Friday, June 18, 2010

Bloomington, Again

And so I came back to Bloomington.  It's been so long since I was here.  In fact, the last time I was here was the last time I saw T.  It was a bad, bad visit, full of things that made me cry. I was physically ill as well as emotionally distressed.  I didn't focus on things that I should have, and I took away a taint instead of happy memories. 

This time, though, I have spent the whole day doing whatever caught my fancy.  I visited restaurants that were favorites, that I had had great meals with good friends in, and I walked all over the campus.  I took the photos I should have taken that fateful trip in the past.  I bought silly souvenirs, lanyards, a nice sweatshirt, a couple of replacement t-shirts for the ones of mine that finally have become too worn to wear for anything but yarding.  I walked past buildings I taught in, past Memorial Hall, and it all felt both strange and familiar, like coming home after a very long absence.

 And yet.  And yet.  It's not my IU anymore, is it?  I'm not even a graduate student anymore.  I don't even look like a graduate student anymore.  I felt conspicuous today.  It belongs to a whole generation of others now, young and lean, still with that hungry and vibrant look about them.  I heard them on their cellphones fussing about professors who required them to have their books on the first day of classes only to tell them that they needed to read the first few chapters.  I heard those silly undergrad conversations that are an essential part of the college experience even if they are absolute comedy to outside observers.  I saw the music school students laden with their instruments in their fascinating and mysterious cases shuttling back and forth endlessly to and from the rehearsal building.  I was there like a stone a huge river was lazily swirling around, in it but not really a part of it. 

I'm not sad, not really.  I had my time here, and it was very very good.  It was, in fact, essential in many ways in making me who I am today.  Without the return of some of the people I loved, too, it wouldn't be my IU ever again, anyway. 

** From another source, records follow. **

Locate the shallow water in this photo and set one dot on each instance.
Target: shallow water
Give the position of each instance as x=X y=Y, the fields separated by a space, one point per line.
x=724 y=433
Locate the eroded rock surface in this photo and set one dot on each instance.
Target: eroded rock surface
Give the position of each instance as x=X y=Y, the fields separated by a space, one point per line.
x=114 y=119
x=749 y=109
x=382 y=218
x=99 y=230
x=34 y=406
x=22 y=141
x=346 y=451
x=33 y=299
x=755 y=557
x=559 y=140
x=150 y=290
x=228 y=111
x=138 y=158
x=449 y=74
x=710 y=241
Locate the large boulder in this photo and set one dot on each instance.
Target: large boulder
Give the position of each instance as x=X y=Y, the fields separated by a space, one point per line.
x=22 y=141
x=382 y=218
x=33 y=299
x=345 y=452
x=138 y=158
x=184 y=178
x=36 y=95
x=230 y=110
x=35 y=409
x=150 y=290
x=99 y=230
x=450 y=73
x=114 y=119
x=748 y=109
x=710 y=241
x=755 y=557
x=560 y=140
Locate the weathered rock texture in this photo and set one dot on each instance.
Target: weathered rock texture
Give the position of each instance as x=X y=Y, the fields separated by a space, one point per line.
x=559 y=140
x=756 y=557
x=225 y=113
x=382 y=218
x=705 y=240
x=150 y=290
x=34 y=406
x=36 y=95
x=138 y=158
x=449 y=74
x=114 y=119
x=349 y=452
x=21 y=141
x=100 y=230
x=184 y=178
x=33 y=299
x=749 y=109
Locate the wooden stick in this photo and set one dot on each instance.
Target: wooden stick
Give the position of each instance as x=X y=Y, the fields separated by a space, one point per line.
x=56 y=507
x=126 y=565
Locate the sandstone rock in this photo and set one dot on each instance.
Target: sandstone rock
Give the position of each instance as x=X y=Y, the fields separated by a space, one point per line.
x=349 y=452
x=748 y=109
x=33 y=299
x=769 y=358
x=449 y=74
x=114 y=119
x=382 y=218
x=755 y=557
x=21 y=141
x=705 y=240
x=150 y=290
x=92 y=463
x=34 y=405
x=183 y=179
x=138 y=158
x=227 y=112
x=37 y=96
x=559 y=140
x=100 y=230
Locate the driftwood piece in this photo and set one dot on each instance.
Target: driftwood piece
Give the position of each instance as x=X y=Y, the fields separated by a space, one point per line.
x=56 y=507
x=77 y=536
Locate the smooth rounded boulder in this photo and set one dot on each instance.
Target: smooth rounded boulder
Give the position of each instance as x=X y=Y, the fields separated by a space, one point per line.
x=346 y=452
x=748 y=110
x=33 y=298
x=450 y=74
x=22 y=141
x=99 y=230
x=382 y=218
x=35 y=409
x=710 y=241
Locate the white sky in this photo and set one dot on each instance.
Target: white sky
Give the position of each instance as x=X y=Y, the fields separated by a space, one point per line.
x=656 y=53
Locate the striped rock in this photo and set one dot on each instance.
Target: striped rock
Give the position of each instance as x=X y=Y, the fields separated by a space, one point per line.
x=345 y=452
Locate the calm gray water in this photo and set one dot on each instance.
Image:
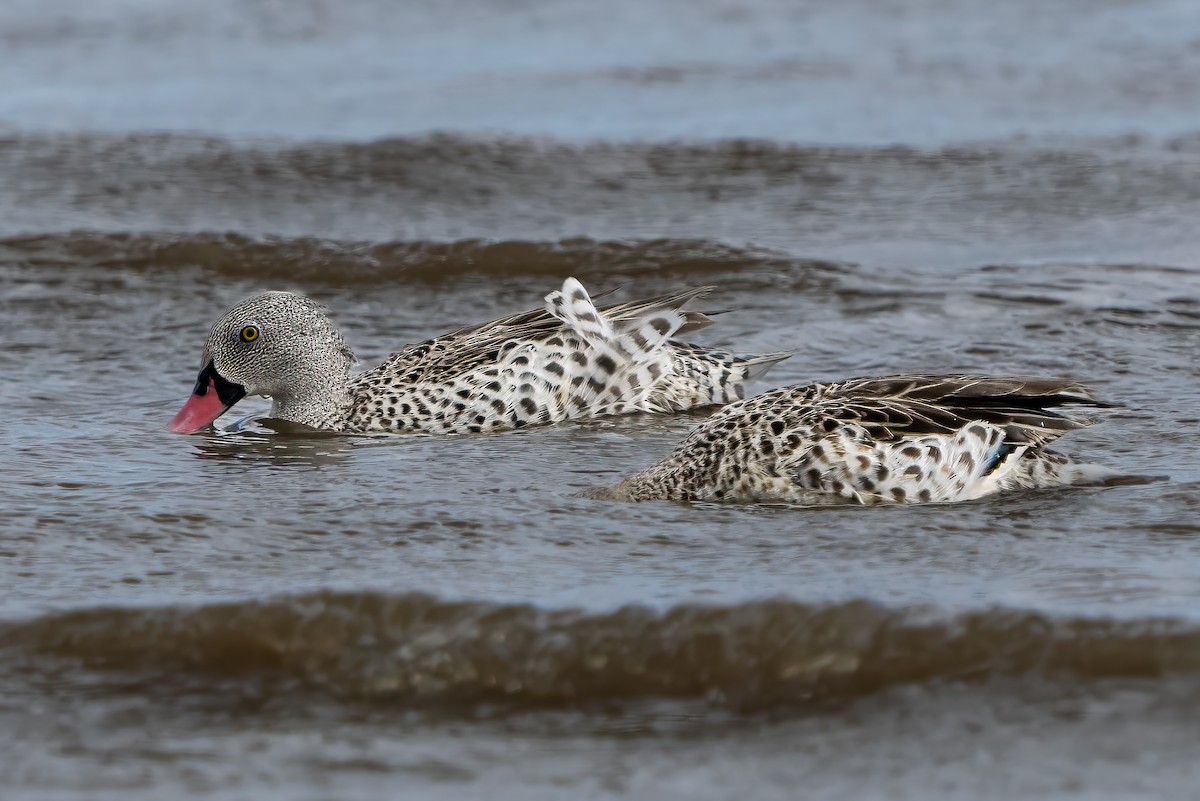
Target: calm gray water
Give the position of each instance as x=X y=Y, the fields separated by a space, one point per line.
x=883 y=186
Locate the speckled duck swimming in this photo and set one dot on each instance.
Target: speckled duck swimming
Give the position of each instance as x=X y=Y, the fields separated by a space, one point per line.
x=565 y=361
x=903 y=439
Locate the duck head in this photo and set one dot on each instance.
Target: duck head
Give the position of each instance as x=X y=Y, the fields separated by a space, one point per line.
x=275 y=344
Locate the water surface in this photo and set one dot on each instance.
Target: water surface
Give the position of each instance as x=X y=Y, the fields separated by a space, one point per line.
x=931 y=187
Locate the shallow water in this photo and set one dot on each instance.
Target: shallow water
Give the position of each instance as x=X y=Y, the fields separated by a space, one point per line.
x=255 y=613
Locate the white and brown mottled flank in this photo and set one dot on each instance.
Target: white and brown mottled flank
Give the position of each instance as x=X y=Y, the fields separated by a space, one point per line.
x=904 y=439
x=568 y=360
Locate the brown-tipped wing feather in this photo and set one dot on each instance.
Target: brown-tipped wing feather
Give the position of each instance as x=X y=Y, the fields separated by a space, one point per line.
x=466 y=348
x=892 y=407
x=894 y=439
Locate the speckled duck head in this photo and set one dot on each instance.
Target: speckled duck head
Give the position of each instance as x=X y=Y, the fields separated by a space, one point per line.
x=275 y=344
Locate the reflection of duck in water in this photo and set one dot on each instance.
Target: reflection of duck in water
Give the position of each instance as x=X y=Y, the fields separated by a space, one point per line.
x=569 y=360
x=275 y=443
x=880 y=440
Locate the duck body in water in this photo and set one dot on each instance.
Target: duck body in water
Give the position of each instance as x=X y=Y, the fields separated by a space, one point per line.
x=901 y=439
x=568 y=360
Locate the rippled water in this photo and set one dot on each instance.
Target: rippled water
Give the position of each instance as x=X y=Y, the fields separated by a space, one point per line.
x=259 y=614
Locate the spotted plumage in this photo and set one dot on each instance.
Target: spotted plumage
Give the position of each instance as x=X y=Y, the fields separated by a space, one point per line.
x=568 y=360
x=881 y=440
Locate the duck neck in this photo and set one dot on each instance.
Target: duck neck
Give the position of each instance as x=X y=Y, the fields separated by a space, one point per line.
x=321 y=404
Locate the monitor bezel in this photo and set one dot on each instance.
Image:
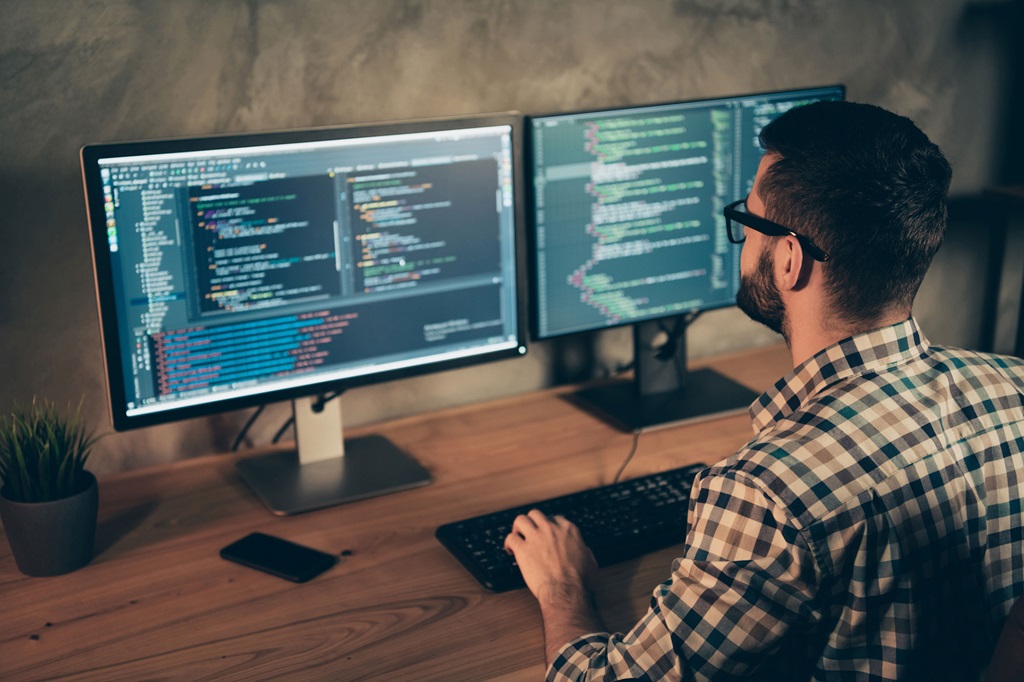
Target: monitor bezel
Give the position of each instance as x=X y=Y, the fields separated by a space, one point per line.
x=531 y=239
x=103 y=274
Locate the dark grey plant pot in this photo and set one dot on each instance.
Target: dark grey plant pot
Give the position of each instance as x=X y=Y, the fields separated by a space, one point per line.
x=52 y=538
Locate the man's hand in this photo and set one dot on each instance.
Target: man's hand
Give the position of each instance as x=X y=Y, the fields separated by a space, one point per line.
x=559 y=569
x=551 y=554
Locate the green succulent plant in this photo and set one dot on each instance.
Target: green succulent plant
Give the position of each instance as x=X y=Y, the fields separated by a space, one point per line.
x=43 y=451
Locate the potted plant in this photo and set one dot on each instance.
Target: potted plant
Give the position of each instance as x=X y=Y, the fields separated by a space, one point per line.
x=48 y=501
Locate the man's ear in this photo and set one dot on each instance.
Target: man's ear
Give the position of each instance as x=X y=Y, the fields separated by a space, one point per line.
x=792 y=268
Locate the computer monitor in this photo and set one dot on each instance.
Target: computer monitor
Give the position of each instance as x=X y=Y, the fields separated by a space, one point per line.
x=242 y=269
x=629 y=229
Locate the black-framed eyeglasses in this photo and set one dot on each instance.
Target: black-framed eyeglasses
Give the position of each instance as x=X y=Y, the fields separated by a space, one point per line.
x=765 y=226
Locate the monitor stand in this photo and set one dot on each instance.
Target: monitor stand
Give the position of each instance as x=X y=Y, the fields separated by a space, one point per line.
x=663 y=392
x=328 y=470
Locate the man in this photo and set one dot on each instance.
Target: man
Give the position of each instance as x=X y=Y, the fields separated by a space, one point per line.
x=872 y=526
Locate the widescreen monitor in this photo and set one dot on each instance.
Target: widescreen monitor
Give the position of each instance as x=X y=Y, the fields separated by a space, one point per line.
x=242 y=269
x=628 y=228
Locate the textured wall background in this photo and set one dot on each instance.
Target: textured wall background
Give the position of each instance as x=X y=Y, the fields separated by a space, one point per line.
x=113 y=70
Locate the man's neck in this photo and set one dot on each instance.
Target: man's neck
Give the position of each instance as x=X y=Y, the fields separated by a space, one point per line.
x=809 y=339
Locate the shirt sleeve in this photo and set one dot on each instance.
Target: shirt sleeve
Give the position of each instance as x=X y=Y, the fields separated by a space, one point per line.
x=745 y=580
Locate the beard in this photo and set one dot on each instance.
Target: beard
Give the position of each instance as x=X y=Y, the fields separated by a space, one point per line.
x=759 y=298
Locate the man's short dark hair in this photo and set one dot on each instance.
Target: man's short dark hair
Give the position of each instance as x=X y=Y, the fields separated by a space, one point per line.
x=869 y=188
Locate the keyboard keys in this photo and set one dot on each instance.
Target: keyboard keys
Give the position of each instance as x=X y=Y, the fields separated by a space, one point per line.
x=619 y=522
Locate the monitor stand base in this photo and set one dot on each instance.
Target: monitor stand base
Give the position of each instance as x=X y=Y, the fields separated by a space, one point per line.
x=371 y=466
x=707 y=394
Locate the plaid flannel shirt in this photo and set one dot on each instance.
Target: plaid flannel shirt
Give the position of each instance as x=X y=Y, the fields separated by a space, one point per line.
x=871 y=529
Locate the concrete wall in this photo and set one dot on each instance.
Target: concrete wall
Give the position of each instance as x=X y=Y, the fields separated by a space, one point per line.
x=76 y=73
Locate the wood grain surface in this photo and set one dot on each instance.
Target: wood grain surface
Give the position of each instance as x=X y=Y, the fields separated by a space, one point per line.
x=158 y=602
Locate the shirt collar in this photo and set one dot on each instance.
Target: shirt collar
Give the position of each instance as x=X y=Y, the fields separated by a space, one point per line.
x=870 y=351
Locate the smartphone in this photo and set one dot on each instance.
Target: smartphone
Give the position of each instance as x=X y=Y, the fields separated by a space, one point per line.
x=279 y=557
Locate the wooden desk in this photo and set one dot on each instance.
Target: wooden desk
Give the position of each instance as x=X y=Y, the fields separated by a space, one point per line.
x=158 y=602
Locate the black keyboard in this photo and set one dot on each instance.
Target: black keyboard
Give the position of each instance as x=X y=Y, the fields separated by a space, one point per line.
x=619 y=522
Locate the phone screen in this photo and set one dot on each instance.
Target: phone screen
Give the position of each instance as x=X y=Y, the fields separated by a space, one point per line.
x=279 y=557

Ultimately, I'm very glad I came.  It sharpened memories that had started to grow fuzzy through time, and it gave me something to replace what had been my last memory, tears and worrying over a guy who was totally worthless when I should have been paying better attention to the music my beautiful friend was making with his magic hands as I sat by his piano listening to him play.  I don't think that even if I come to the reading next year I will come back here.  I think I've had what I needed from it.  Unless I knew that some of those I love were going to be here, I don't think I would want to.  Instead, I think I will use this time and effort to go see some of them instead.  It will be another way to relive the magic of those years with something more meaningful than a stone structure.